Sementara itu, Direktur Jenderal Konservasi dan Sumber Daya Alam dan Ekosistem (KSDAE) Wiratno mengatakan, Pengelolaan kawasan konservasi dan kawasan lindung merupakan tanggung jawab siapapun yang terpanggil untuk terlibat.
“Kita perlu membangun kesadaran kolektif sebagai basis aksi kolektif. Saving the Rest, Restore the Degraded, Connecting the Corridors, Resolved Wildlife-Human Conflicts (Menyelamatkan Sisanya, Mengembalikan Kerusakan, Menghubungkan Koridor, Menyelesaikan Konflik Manusia-Manusia),” ucap Wiratno.
Ihwal pengelolaan konservasi Wiratno mengungkapkan, masyarakat terutama para relawan harus membangun prinsip spirit 5K (Keberpihakan, Kepedulian, Kepeloporan, Konsistensi dan kepemimpinan) dalam upaya melestarikan hutan dan gunung sawal di Ciamis khususnya.
Selaku penyelenggara kegiatan Rektor Universitas Galuh Yat Rospia Brata mengungkapkan, webinar dilaksanakan sebagai bentuk keprihatinan terkait kondisi Gunung Sawal yang sebagai bentengnya air bagi CIamis dan kabupaten/kota sekitarnya.

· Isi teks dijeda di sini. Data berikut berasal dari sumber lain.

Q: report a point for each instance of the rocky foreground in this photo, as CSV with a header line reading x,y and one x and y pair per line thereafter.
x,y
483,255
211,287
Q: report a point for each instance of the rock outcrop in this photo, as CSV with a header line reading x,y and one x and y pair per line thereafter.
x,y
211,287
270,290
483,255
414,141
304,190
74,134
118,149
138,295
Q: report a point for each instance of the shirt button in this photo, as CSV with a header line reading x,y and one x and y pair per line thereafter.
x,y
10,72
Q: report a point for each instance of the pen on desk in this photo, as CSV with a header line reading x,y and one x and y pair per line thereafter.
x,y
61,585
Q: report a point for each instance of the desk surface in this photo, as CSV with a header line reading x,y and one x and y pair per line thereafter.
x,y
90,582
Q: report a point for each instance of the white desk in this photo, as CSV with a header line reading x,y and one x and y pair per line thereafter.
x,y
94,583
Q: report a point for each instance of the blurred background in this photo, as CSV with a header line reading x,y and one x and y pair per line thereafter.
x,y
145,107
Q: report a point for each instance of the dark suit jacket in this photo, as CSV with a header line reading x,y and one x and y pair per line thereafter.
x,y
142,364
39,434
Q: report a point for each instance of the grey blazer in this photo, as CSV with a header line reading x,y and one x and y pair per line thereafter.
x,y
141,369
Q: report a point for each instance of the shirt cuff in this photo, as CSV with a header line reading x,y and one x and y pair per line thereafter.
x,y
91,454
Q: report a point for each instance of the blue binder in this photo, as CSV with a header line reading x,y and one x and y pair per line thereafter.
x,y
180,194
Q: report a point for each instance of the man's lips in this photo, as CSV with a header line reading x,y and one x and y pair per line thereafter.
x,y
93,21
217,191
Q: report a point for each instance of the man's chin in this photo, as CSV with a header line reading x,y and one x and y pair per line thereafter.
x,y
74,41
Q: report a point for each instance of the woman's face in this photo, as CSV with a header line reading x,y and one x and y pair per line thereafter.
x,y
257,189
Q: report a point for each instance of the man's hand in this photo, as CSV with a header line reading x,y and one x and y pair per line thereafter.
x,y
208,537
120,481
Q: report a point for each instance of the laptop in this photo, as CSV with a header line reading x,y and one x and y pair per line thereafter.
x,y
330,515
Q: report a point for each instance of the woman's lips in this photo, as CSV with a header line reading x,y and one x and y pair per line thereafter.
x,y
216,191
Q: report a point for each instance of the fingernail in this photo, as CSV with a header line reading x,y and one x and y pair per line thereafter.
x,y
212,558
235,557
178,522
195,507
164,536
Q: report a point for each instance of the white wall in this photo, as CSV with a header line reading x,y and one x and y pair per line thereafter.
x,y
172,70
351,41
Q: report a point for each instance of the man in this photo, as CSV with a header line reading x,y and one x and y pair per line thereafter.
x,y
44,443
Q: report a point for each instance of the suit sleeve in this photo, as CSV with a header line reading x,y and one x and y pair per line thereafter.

“Dari 15 hektar lahan yang dibuka untuk penanaman kopi saat ini menjadi 30 hektar. Dengan melihat kondisi tersebut perlu ada controlling terutama payung hukum terkait zonasi wilayah hutan yang bisa diolah penduduk dan wilayah yang dilarang,” tutur Yat Rospia.
Menurutnya Yat, Budaya dan konservasi adalah sesuatu yang tidak bisa dipisahkan, apabila budaya kuat maka alam akan lestari.
Universitas Galuh sebagai pusat budaya dan konservasi, akan mewajibkan mata kuliah ke-Galuhan dan konservasi lingkungan serta manajemen kebencanaan untuk diberikan kepada mahasiswa yang akan disampaikan oleh BKSDA dan BPBD.
“Materi ke-Gagaluhan tidak bicara dari sisi politis namun berbicara dari sisi filosofis saja, seperti “Galuh itu tara miheulaan tapi sok tiheula” (Galuh tidak pernah menyalip tapi selalu ada didepan), ujarnya.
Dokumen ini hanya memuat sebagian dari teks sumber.